Category partitioning
NORMATIVE: Implementations MUST resolve categories in the following order to ensure mutual exclusivity:
- Renamed — Identify all identity-matched pairs where the name has changed. These tokens are removed from further classification as added or deleted.
- Deprecated — Among remaining unmatched new tokens, identify those carrying a
deprecatedfield. These are removed from the "added" pool. - Reverted — Among identity-matched pairs, identify tokens where
deprecatedwas present in the old version and absent in the new. These are removed from the "updated" pool. - Added — Remaining unmatched new tokens that are not renamed, deprecated, or pre-existing in the old dataset.
- Deleted — Remaining unmatched old tokens that are not the source of a rename.
- Updated — Remaining identity-matched pairs with unchanged names but differing properties.
RATIONALE: This ordering mirrors the pipeline in existing tooling and ensures that a renamed token does not also appear as "added" + "deleted", a deprecated token does not appear as "added", and so forth. A matched token that newly gains a deprecated field is classified as updated — the deprecation surfaces as a property-level change in the updated sub-categories, not as a new-token deprecation.
Deprecation normalization
NORMATIVE: When a token uses the legacy sets structure and all set entries carry deprecated: true, the token MUST be treated as deprecated at the token level for diff classification purposes, even if the top-level token object does not carry deprecated.
RATIONALE: Set-level deprecation that covers all variants is semantically equivalent to token-level deprecation.
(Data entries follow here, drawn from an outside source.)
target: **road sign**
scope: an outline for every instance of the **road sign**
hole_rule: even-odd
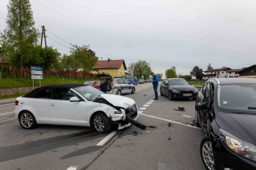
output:
[[[32,78],[32,79],[43,79],[43,76],[37,76],[37,75],[31,75],[31,78]]]
[[[31,67],[31,70],[43,70],[42,67]]]
[[[43,75],[43,72],[38,70],[31,70],[31,74]]]

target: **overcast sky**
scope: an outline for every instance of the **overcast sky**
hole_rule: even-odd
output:
[[[6,18],[8,0],[0,0]],[[256,1],[31,0],[36,25],[68,43],[89,45],[101,59],[140,59],[155,73],[189,74],[256,64]],[[0,18],[0,20],[4,19]],[[0,21],[0,25],[5,26]],[[40,27],[36,27],[40,29]],[[4,27],[0,26],[0,27]],[[3,28],[0,28],[0,30]],[[47,31],[46,35],[70,47]],[[69,49],[47,38],[62,54]]]

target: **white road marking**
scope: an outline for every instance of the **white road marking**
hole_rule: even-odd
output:
[[[140,113],[139,113],[139,114],[140,114]],[[199,128],[199,127],[198,127],[194,126],[191,126],[191,125],[189,125],[189,124],[182,124],[182,123],[180,123],[180,122],[175,122],[175,121],[173,121],[173,120],[168,120],[168,119],[165,119],[165,118],[161,118],[156,117],[155,116],[150,116],[150,115],[145,115],[145,114],[143,114],[143,113],[140,113],[140,114],[141,115],[146,116],[148,116],[148,117],[151,117],[151,118],[157,118],[157,119],[160,119],[160,120],[165,120],[165,121],[168,121],[168,122],[172,122],[172,123],[175,123],[175,124],[181,124],[181,125],[183,125],[186,126],[189,126],[189,127],[192,127],[192,128],[195,128],[195,129],[201,129],[201,130],[202,129],[202,128]]]
[[[102,146],[103,144],[104,144],[108,140],[109,140],[113,136],[115,135],[116,133],[116,132],[115,131],[112,131],[111,133],[109,133],[108,135],[105,137],[104,139],[103,139],[101,142],[99,142],[98,144],[97,144],[96,146]]]
[[[2,105],[13,105],[13,104],[15,104],[15,103],[10,103],[9,104],[2,105],[0,105],[0,106],[2,106]]]
[[[151,85],[148,85],[147,86],[146,86],[146,87],[142,87],[142,88],[141,88],[140,89],[136,89],[136,90],[137,91],[137,90],[141,90],[141,89],[143,89],[143,88],[146,88],[146,87],[149,87],[149,86],[151,86]]]
[[[10,113],[14,113],[14,111],[13,111],[13,112],[10,112],[9,113],[4,113],[4,114],[1,114],[0,115],[0,116],[1,115],[6,115],[7,114],[10,114]]]
[[[67,168],[67,170],[75,170],[77,168],[78,168],[79,166],[74,166],[74,165],[71,165],[69,168]]]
Normalizing this prevents diff noise from implementation-level differences in where the deprecated flag is placed.
Property-level changes
For tokens classified as updated (or renamed with additional property changes), a semantic diff SHOULD produce property-level change records.
Change record format
Each property-level change is described by:
| Field | Type | Description |
|---|---|---|
path |
string | Dot-separated path from the token root (e.g. value, name.colorScheme, sets.light.value). |
new_value |
any | The value in the new dataset. Present for additions and updates. |
original_value |
any | The value in the old dataset. Present for deletions and updates. |
Property change sub-categories
| Sub-category | Condition |
|---|---|
| added-properties | Property exists in new but not in old. |
| deleted-properties | Property exists in old but not in new. |
| updated-properties | Property exists in both but with different values. |
NORMATIVE: Property comparison MUST be recursive: nested objects are traversed and changes reported at the leaf level with full dot-separated paths.
NORMATIVE: Property comparison MUST use deep equality for values. Two values are equal if their JSON serializations are identical.
Output ordering
RECOMMENDED: Diff output SHOULD be deterministic. Within each category, tokens SHOULD be sorted by their canonical name (or new name for renames) in lexicographic order.
RATIONALE: Deterministic output makes diff reports suitable for snapshot testing and human review.
Cross-format compatibility
NORMATIVE: A conforming diff engine MUST accept both legacy format (JSON object maps) and cascade format (JSON arrays with .tokens.json extension) as inputs for either the old or new dataset, including mixed-format comparisons (e.g. legacy old, cascade new).
RATIONALE: The diff operates on the token graph abstraction, which normalizes both formats into the same TokenRecord structure. This enables diffing across format migrations without special-case handling.